Ray and Joan Kroc moved to San Diego from the Chicago suburbs in 1976, two years after Ray purchased the San Diego Padres in a distress sale for only $12 million and to prevent the team move to Washington, D.C. Ray Kroc was the successful founder of the McDonald's real estate and hamburger worldwide empire that sprang out of Kroc’s discovery, when he was a milkshake machine salesman, of a very successful hamburger stand in Bakersfield, California, owned by the McDonald brothers; the brothers eventually sold out to the their new sales manager, and then moving back to the Chicago area, Kroc made important business history. See “The Hamburger,” Feb. 21, 2017, the Morning News and SCNow. After Ray’s death in 1984, Joan continued to have cultural and political influence in San Diego. She became part of the Gang of Four wealthy women (Joan Kroc, Helen Copley, Maureen O’Connor and Susan Golding) that for a time had tremendous influence on the culture, development and politics of the city working together behind the scenes but also through public office and through the newspapers they controlled. At Joan’s death, she left the bulk of her estate to the local Salvation Army but also made her hometown in Minnesota happy with a $15 million gift.
My favorite San Diego restaurants include the Chart House, Mister A’s, Parma Cucina, the Mission, Eddie V’s, Puesto, Monsoon of India, Casa Guadalajara and the Taco Shop. On Coronado: Primavera, the Crown Room and Bluewater Boathouse.
Some amusing stories: 1) In the old days you could drive out to Cabrillo Point past Fort Rosecrans along dirt roads and watch the submarines come and go, and my uncle and I used to visit there, often in silence, but mainly to review our past year. 2) Medical school roommate Bill of other essays and I went to visit my uncle and then on by train to Mexico City, or so we thought.
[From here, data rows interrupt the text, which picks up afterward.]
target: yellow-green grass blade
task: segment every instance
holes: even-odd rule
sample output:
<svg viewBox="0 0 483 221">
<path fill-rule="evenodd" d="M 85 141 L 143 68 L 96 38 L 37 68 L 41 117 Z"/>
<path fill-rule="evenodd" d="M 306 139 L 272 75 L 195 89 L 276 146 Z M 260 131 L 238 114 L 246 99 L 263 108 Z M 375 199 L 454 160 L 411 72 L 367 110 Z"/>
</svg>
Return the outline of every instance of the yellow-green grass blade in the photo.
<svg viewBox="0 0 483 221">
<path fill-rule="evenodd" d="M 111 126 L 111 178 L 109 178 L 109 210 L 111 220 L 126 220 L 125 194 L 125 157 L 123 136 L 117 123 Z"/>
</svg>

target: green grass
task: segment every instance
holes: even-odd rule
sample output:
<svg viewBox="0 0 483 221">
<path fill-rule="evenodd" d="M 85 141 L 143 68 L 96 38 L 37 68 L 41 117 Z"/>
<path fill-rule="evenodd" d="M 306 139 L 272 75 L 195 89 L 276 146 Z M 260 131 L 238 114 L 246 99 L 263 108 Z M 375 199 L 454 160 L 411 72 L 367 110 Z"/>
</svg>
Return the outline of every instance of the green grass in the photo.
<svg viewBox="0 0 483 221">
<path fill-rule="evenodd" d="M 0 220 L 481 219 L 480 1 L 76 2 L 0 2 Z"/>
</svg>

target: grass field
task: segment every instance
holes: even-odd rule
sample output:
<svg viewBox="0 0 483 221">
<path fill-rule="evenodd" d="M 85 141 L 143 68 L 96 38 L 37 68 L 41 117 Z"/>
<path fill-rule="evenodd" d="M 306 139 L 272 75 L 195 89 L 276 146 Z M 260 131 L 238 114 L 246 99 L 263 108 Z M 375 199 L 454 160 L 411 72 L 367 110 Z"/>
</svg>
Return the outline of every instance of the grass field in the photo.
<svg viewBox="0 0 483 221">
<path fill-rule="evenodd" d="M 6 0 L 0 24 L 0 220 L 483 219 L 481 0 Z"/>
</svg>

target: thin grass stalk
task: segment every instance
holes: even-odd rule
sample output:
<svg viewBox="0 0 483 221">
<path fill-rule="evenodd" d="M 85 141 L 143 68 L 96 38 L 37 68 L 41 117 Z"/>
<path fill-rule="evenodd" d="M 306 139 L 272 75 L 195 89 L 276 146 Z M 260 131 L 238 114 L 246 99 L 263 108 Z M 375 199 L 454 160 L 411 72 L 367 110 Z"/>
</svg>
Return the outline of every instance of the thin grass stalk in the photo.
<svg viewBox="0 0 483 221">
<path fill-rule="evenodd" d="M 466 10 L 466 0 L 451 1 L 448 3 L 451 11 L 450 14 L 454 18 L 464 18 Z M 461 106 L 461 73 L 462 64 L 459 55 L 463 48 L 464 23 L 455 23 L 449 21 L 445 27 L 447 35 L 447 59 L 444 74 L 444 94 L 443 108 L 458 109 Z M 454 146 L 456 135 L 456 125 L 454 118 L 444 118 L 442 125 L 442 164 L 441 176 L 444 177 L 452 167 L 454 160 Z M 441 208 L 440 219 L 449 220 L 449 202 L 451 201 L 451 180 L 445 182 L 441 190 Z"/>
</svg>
Imagine Uncle Rob’s surprise to hear me, only six hours later, call him from the bus station for a pickup; the Mexicans would not let us on the train, since we carried no cash but what they gave us back for the tickets. 3) Son Charles and I went to the zoo one day — it’s a huge place — and got separated; despite my best efforts, I couldn’t find him until assisted by the gracious Zoo Police. 4) Once when visiting my parents, then living in San Diego, I took them up to Disneyland; it was only their second trip to Disney and their first ride in a limousine; they were delighted. 5) For a time my Jacobsen grandparents also lived in San Diego, and I used to deliberately visit them in the morning to tease my grandmother on her tilt board. 6) One reason I like Mister A’s is that you can almost reach out from your dinner table to touch passing airplanes on airport approach.
When you go West, young man, make sure to include San Diego.